Yes, I have a love/hate thing going with the Eagles, but that derives from deep feelings of betrayal when MY band turned into exactly what they fought against being: a soulless corporate brand name. And that happened when they fired Don Felder.

But I still appreciate their music. Why wouldn't you? It is great voices singing catchy melodies in perfect harmony to well played guitars, bass and drums. Sure, most rock critics, like Lester Bangs, hated the Eagles, but Lester Bangs was the first to admit he was a freaking goofy weirdo.

Ever since "The Big Labowski" hipsters think it's cool to hate the Eagles because the Dude hated the Eagles. Did they forget the Dude is an utter stoner/loser? Lord knows, I loves me some his Royal Dudeness, but he is not portraying the harbinger of good taste. He drinks white Russians for the love of god.

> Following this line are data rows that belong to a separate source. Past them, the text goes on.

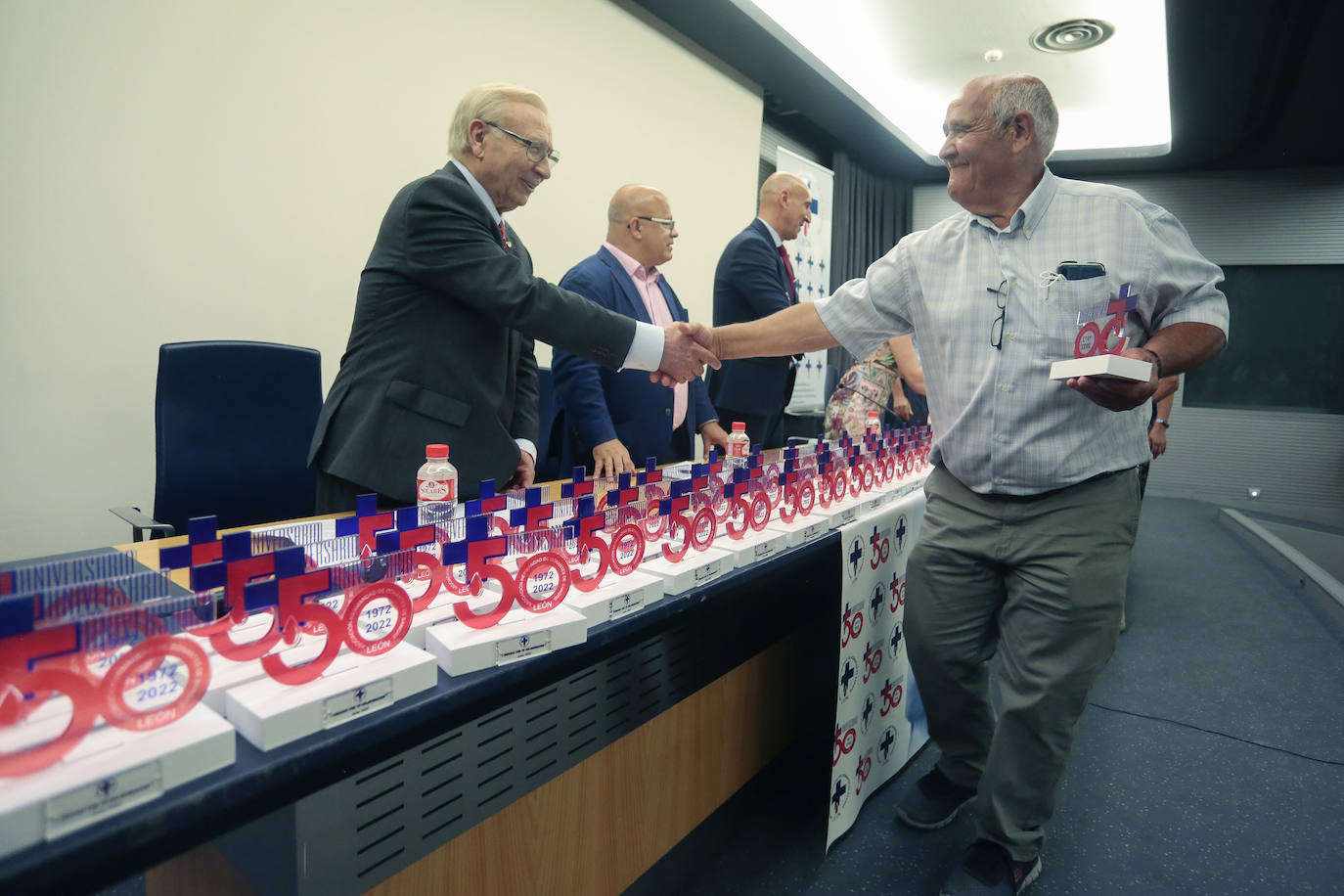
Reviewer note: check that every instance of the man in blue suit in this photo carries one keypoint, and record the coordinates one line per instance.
(618, 418)
(754, 278)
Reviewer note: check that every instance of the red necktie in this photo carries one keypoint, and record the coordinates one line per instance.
(787, 270)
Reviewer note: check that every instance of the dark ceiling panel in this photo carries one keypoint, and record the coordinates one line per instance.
(1253, 85)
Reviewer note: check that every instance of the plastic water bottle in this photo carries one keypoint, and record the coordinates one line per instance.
(435, 482)
(874, 425)
(739, 446)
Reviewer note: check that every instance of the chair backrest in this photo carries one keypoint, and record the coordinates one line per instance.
(233, 422)
(549, 434)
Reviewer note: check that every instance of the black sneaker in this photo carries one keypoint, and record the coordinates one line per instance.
(987, 870)
(933, 802)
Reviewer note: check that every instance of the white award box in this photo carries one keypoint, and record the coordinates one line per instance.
(270, 713)
(804, 528)
(695, 569)
(753, 546)
(519, 636)
(1102, 367)
(109, 771)
(615, 597)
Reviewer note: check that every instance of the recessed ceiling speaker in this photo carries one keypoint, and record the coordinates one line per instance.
(1073, 35)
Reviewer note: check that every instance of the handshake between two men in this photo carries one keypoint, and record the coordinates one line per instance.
(687, 348)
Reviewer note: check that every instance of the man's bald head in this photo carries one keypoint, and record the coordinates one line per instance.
(640, 223)
(785, 203)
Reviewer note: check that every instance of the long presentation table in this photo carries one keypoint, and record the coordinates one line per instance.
(567, 773)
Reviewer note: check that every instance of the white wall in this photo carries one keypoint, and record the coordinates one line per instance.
(1294, 460)
(202, 169)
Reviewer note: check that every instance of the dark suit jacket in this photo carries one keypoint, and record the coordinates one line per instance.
(441, 345)
(750, 283)
(605, 405)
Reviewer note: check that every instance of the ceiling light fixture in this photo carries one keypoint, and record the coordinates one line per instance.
(1074, 35)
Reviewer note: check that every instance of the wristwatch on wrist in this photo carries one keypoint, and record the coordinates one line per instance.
(1157, 360)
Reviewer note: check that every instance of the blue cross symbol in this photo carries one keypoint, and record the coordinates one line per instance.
(837, 794)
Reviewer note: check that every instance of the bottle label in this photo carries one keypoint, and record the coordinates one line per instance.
(430, 490)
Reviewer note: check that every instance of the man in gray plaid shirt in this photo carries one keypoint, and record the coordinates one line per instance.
(1032, 506)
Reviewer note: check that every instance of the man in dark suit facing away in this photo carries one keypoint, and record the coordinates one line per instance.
(441, 344)
(754, 278)
(618, 420)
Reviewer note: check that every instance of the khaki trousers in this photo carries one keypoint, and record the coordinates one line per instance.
(1042, 580)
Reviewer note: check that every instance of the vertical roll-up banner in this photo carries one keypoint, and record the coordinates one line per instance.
(811, 256)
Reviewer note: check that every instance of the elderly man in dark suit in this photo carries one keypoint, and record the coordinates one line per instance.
(618, 420)
(754, 280)
(441, 345)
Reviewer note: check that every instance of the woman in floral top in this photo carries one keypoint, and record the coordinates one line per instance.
(872, 384)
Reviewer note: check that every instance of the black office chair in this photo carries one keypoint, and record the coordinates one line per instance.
(233, 422)
(550, 418)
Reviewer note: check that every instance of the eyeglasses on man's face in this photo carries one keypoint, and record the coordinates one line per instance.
(665, 222)
(536, 151)
(996, 330)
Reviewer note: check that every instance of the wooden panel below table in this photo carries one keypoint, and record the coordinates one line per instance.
(596, 828)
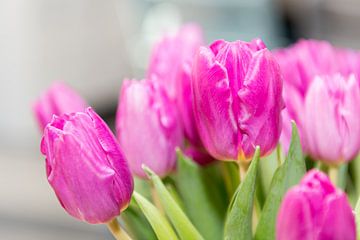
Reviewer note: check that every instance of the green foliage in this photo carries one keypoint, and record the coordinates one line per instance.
(160, 225)
(238, 223)
(184, 228)
(201, 191)
(286, 176)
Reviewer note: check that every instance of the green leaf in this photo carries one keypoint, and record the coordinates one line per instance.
(231, 178)
(238, 223)
(136, 223)
(180, 221)
(201, 197)
(343, 176)
(286, 176)
(161, 226)
(357, 219)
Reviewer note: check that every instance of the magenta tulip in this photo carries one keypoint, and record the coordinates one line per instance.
(332, 119)
(85, 167)
(315, 210)
(147, 126)
(58, 99)
(170, 66)
(300, 64)
(169, 55)
(236, 89)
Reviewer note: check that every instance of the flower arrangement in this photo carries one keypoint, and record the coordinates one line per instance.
(195, 136)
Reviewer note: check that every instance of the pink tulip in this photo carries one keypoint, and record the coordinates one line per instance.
(169, 55)
(300, 64)
(85, 167)
(236, 88)
(147, 127)
(315, 210)
(58, 99)
(332, 119)
(170, 66)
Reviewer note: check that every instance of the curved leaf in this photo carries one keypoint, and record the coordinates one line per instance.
(239, 219)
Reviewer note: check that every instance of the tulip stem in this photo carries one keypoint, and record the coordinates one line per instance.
(156, 199)
(278, 155)
(117, 231)
(243, 167)
(334, 174)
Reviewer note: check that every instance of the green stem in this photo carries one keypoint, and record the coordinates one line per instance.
(278, 155)
(117, 232)
(156, 199)
(334, 174)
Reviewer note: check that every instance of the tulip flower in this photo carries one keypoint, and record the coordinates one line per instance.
(170, 65)
(331, 118)
(58, 99)
(85, 167)
(236, 89)
(315, 210)
(147, 127)
(300, 64)
(170, 53)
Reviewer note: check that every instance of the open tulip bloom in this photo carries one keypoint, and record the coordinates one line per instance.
(186, 131)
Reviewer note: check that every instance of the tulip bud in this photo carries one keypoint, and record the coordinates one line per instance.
(58, 99)
(300, 64)
(315, 210)
(236, 89)
(85, 167)
(332, 125)
(170, 53)
(147, 127)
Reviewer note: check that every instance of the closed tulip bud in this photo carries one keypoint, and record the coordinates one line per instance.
(147, 127)
(300, 64)
(170, 53)
(315, 210)
(85, 167)
(236, 89)
(332, 120)
(58, 99)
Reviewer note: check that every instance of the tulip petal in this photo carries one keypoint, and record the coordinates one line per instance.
(338, 219)
(261, 104)
(213, 106)
(322, 133)
(147, 127)
(297, 223)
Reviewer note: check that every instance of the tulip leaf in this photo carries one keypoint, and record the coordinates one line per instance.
(179, 220)
(238, 223)
(357, 219)
(201, 196)
(136, 223)
(158, 222)
(286, 176)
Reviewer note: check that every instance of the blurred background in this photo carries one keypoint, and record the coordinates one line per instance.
(92, 45)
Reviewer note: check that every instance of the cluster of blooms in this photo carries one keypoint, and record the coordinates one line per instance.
(215, 102)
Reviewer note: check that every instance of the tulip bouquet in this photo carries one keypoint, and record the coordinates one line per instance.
(197, 153)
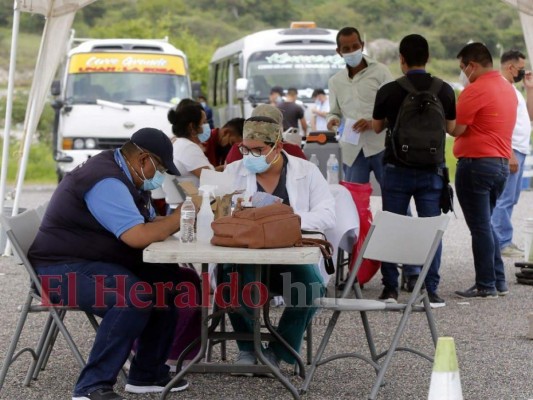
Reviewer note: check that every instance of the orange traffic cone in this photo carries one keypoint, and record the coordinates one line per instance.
(445, 380)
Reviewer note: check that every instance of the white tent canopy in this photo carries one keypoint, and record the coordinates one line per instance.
(525, 10)
(59, 16)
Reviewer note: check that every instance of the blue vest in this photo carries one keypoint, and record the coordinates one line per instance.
(69, 233)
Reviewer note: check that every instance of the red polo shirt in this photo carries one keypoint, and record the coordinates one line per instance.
(488, 108)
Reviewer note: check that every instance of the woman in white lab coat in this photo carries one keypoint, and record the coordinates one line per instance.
(265, 167)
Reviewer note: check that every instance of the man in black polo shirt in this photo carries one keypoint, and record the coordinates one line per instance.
(401, 182)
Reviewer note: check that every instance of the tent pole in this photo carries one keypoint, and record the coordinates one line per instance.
(9, 108)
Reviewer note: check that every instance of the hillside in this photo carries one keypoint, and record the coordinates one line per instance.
(199, 27)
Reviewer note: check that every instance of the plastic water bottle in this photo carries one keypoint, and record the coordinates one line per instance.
(332, 169)
(314, 160)
(204, 231)
(188, 215)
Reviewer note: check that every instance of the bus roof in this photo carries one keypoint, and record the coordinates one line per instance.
(126, 45)
(276, 39)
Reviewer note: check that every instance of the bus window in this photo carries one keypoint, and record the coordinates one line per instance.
(304, 70)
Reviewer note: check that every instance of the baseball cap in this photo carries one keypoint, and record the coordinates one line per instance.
(157, 142)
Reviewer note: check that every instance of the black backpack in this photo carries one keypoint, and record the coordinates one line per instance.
(419, 135)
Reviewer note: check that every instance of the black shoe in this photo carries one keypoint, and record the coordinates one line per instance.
(389, 295)
(475, 293)
(100, 394)
(435, 301)
(182, 384)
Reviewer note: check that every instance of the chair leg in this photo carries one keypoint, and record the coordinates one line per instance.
(390, 353)
(40, 351)
(321, 348)
(49, 345)
(8, 360)
(68, 338)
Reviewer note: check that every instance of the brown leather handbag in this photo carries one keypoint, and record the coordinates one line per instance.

You know who hated the Eagles? Punk rock fans. Have you listened to punk rock lately? It holds up about as well as avocado shag carpeting. Yes, it seemed rebellious and cool at the time, but punk rock, when heard with the clear ears of years of perspective from simply a musical standpoint, clearly sucked harder than Paris Hilton in the Judge's chambers trying to get a reduced jail sentence.

Some of the "pioneers" of punk rock, now senior citizens, laugh and joke in documentaries about how their bands didn't know how to play their instruments. And they didn't care.

Yes, I get the Eagles and Jay Leno and Bob Costas all fall under what I call the Hootie and the Blowfish syndrome. That is when something becomes so popular, the kids who were unpopular in high school, but now wear their unpopularity like a flag desperately believing it declares them cool, proclaim their hatred of said popular entity, thus making them feel even cooler. This is also filed under the "Any and all things hated by Janeane Garofalo."

Just look at how she spells her first name and you get some idea what a pain in the ass Janeane is. I bet she makes a big stink when people don't pronounce it the exact odd-ass way she want it pronounced. "Jahh aahh nee aaan. What a tool.

All Praise the Decathlete

Kudos to the sports world for recognizing the cross-over benefits of the incredible power-to-weight ratio, speed and and athleticism of Decathletes. At the winter Olympics many of the top Bobsleighs have Decathletes as pushers. Their combination of size and speed and make them perfect to push the sled and their size then acts as ballast to increase the speed and inertia down the hill.

Believe it or not, in the Sixties, Hollywood was the first entity outside of the track world to recognize the unique talents of Decathletes. Instead of just hiring cowboys for stuntmen, for action movies producers noticed the physical toughness and naturally muscularity of Decathletes translated perfectly as stuntmen. Gold and Silver 1960 Olympic medalists Rafer Johnson and CK Yang got work in the movie business. Believe it or not, '76 gold medalist Bruce Jenner had the inside shot at the role of Superman before Christoper Reeves. That was before they discovered Jenner couldn't act his way out of a wet paper bag. This was many years before Jenner's steroid inflated muscles deflated like a Macy Thanksgiving float shot by a gun and plastic surgery turned him into looking like a deranged lesbian prison warden.

The NFL has signed many Decathletes to be hybrid tight end/wide receivers. Their size, discipline and toughness make them amazing special teams players and blockers, and their coordination and speed make them great receivers.

Plus it never hurts a team's chemistry to inherit an athlete who knows what it feels like to train hard for six hours a day.